Monoblöcke oder Split-Klimagerät: Die Vor- und Nachteile

Mobile Monoblöcke können in jedem Raum genutzt werden. Sie haben allerdings einen relativ hohen, oft als störend empfundenen Geräuschpegel. Zudem muss ein eigener Abluftschlauch durch ein Fenster nach außen geführt werden, wodurch warme Luft von außen wieder hereinströmen kann. Die ratsame Abdichtung des Fensterspalts ist oft recht schwierig. Allerdings sind Monoblöcke in der Anschaffung preisgünstiger, und haben einen geringeren Wartungsaufwand. Monoblöcke sind auf die Kühlleistung bezogen ineffizienter als Splitgeräte, die allerdings mit wesentlich höheren Leistungen installiert werden. Splitgeräte kühlen deswegen schneller und arbeiten insgesamt auf die Kühlleistung bezogen effizienter. Aber aufgepasst: Bei sorglosem Umgang bzw. ständiger Nutzung auch bei mäßigen Sommertemperaturen kann der Stromverbrauch sogar höher als bei einem Monoblock ausfallen. Als Vorteil des Splitgerätes können die Fenster geschlossen bleiben. Das Kühlmittel wird über fest installierte Leitungen zwischen Innen- und Außeneinheit transportiert. Bei Miet- und Eigentumswohnungen muss der Einbau deshalb vorab genehmigt werden. Die Anschaffungskosten und der Aufwand beim Einbau sind ungleich höher als beim Monoblock.

 

Service: Klimageräte richtig warten

Beide Gerätetypen sollten regelmäßig gewartet und gepflegt werden, um den optimalen energieeffizienten Betrieb sicherzustellen. Besonders wichtig ist es, den Luftfilter zu reinigen: Ein verschmutzter Luftfilter mindert die Kühlleistung. Bei mobilen Geräten muss zudem der Auffangbehälter fürs Kondenswasser regelmäßig geleert werden. 

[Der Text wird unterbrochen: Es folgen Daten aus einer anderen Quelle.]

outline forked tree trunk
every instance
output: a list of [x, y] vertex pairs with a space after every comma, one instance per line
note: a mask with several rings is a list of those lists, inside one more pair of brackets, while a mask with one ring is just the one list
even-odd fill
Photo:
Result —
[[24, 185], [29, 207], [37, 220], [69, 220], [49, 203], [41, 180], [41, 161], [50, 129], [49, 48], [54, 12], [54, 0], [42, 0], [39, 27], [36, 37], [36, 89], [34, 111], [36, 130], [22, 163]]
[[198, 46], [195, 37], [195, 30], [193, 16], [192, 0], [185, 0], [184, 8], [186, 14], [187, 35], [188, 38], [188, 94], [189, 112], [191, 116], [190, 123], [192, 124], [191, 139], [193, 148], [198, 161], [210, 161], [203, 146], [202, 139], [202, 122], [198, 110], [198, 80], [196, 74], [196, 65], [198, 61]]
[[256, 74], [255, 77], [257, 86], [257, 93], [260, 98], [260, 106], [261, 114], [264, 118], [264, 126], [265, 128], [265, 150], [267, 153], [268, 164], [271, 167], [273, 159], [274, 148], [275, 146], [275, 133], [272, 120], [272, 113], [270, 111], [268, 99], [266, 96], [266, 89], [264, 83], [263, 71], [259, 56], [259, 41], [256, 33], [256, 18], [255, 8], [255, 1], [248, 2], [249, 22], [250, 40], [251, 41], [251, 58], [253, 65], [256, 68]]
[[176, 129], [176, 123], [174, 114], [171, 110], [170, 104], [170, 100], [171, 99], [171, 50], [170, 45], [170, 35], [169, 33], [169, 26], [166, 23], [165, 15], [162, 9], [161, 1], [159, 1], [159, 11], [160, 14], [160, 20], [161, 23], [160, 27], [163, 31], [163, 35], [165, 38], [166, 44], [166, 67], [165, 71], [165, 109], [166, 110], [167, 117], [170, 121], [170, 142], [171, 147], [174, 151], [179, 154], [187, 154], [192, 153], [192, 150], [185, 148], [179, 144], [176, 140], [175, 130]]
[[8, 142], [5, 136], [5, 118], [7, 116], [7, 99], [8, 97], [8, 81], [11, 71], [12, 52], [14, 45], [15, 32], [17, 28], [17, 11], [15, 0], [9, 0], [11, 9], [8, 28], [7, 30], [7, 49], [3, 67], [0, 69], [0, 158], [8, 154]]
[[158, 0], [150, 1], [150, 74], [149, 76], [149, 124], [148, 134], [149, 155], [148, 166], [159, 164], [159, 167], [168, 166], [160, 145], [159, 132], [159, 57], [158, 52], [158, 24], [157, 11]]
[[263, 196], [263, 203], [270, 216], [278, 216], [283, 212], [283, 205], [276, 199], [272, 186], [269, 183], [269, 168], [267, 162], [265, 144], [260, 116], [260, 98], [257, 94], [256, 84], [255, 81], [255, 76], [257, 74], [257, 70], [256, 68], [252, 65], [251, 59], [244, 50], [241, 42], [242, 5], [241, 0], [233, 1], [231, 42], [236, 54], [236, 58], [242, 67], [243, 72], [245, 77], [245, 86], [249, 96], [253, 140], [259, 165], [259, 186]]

Die Effizienz innerhalb dieser zwei Geräte-Typen kann sehr unterschiedlich sein. Achten Sie daher beim Kauf auf eine möglichst hohe Effizienz! Auf www.topprodukte.at finden Sie die Auflistung der besten Geräte. Splitgeräte erreichen die Effizienzklasse A+++,
mobile Geräte nur A++-. Ob „Monoblock“ oder „Splitgerät“: Entscheiden Sie sich Ihrer Stromrechnung und der Umwelt zu Liebe für ein Produkt der topprodukte Gold-Klassen!

 

Mit einfachen Maßnahmen den Kühlbedarf reduzieren

Auch einfache Verhaltensänderungen können helfen, den Kühlbedarf von vornherein niedrig zu halten und somit Strom zu sparen. Wenn Jalousien, Fensterläden oder Rollos am Tag die Sonneneinstrahlung reduzieren, heizen sich die Innenräume weniger auf. Geht die Sonne unter, und sinken die Außentemperaturen, kann man durch Lüften kühle Luft in das Innere lassen.